I built an animation using three.js to show just how cool this flight path can be.

The insect’s flight path is modeled using a discrete-time Langevin equation, which simulates Brownian motion with aerodynamic damping. At each time step $ t $, the velocity vector $ \mathbf{v} $ is updated by applying a stochastic acceleration $ \mathbf{a}_{\text{rand}} $ and a damping factor $ \gamma $ (representing air resistance):
$$ v_{t+1} = \gamma \, v_t + \mathbf{a}_{\text{rand}} $$
where $ \gamma = 0.95 $ and the components of $ \mathbf{a}_{\text{rand}} $ are drawn from a uniform distribution $ \mathcal{U}(-0.05, 0.05) $. The position $ \mathbf{p} $ is then integrated numerically:
$$ \mathbf{p}_{t+1} = \mathbf{p}_t + \mathbf{v}_{t+1} $$
This results in a “random walk” trajectory that is smoothed by the inertial momentum of the simulated robot, mimicking the erratic yet continuous flight dynamics of a small insect.

Use mouse to rotate/zoom.

Flying robots smaller than a few grams operate in a very different aerodynamic regime from traditional drones. Their wings experience low Reynolds numbers where lift comes from unsteady vortex shedding rather than smooth airflow; getting useful thrust requires wings to flap hundreds of times per second with large stroke angles. At such high frequencies, actuators often buckle and joints fatigue.
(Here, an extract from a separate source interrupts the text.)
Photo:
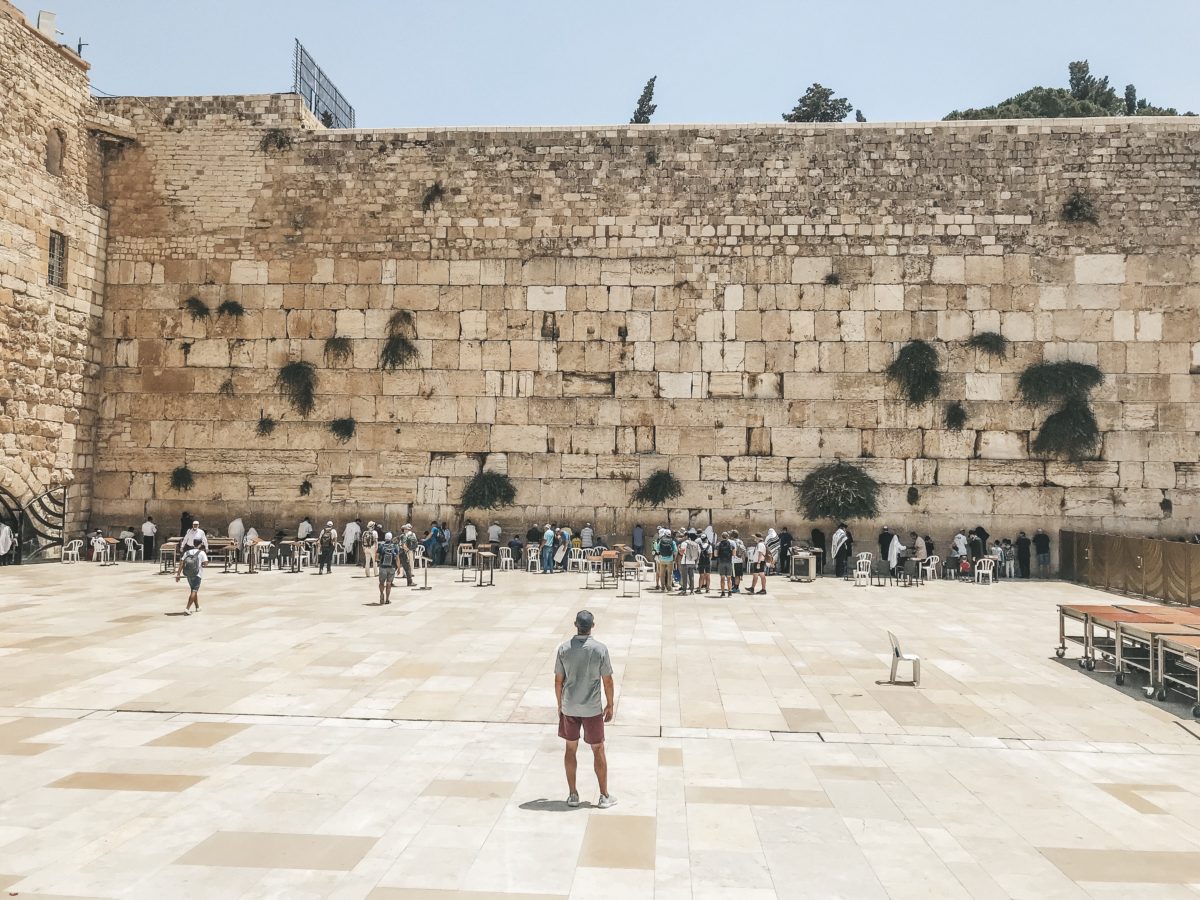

The robots have extremely tight power and mass budgets, making it hard to carry batteries or onboard processors. Early insect‑like microrobots could just barely hover for a few seconds and needed bulky external power supplies.

A microrobot flips 10 times in 11 seconds.
Credit: Courtesy of the Soft and Micro Robotics Laboratory

MIT’s Soft and Micro Robotics Laboratory, led by Kevin Chen, set out to tackle these problems with a combination of novel soft actuators, mechanically resilient airframes and advanced control algorithms. The resulting platform evolved in three stages: improved artificial muscles (2021), a four‑wing cross‑shaped airframe with durable hinges and transmissions (January 2025) and a learning‑based controller that matches insect agility (December 2025).

The first breakthrough addressed the “muscle” problem. Conventional rigid actuators were too heavy and inefficient for gram‑scale robots. Chen’s group developed multilayer dielectric elastomer actuators—soft “muscles” made from ultrathin elastomer films sandwiched between carbon‑nanotube electrodes and rolled into cylinders. In 2021 they unveiled a fabrication method that eliminates microscopic air bubbles in the elastomer by vacuuming each layer after spin‑coating and baking it immediately. This allowed them to stack 20 alternating layers, each about 10 µm thick , without defects.

Key results from this work included:

Lower voltage and more payload: The new actuators operate at 75% lower voltage and carry 80% more payload than earlier soft actuators. By increasing surface area with more layers, they require less than 500V to actuate yet can lift nearly three times their own weight.
Higher power density and durability: Removing defects increases power output by more than 300% and extends lifespan. The 20‑layer actuators survived more than 2 million cycles while still flying smoothly.
Record hovering: Robots powered by these actuators achieved a 20‑second hovering flight, the longest yet recorded for a sub‑gram robot. With a lift‑to‑weight ratio of about 3.7:1, they could carry additional electronics.

The low‑voltage soft muscles solved a critical bottleneck: the robots could now carry lightweight power electronics and eventually microprocessors instead of being tethered to an external power supply. This breakthrough laid the hardware foundation for future autonomy.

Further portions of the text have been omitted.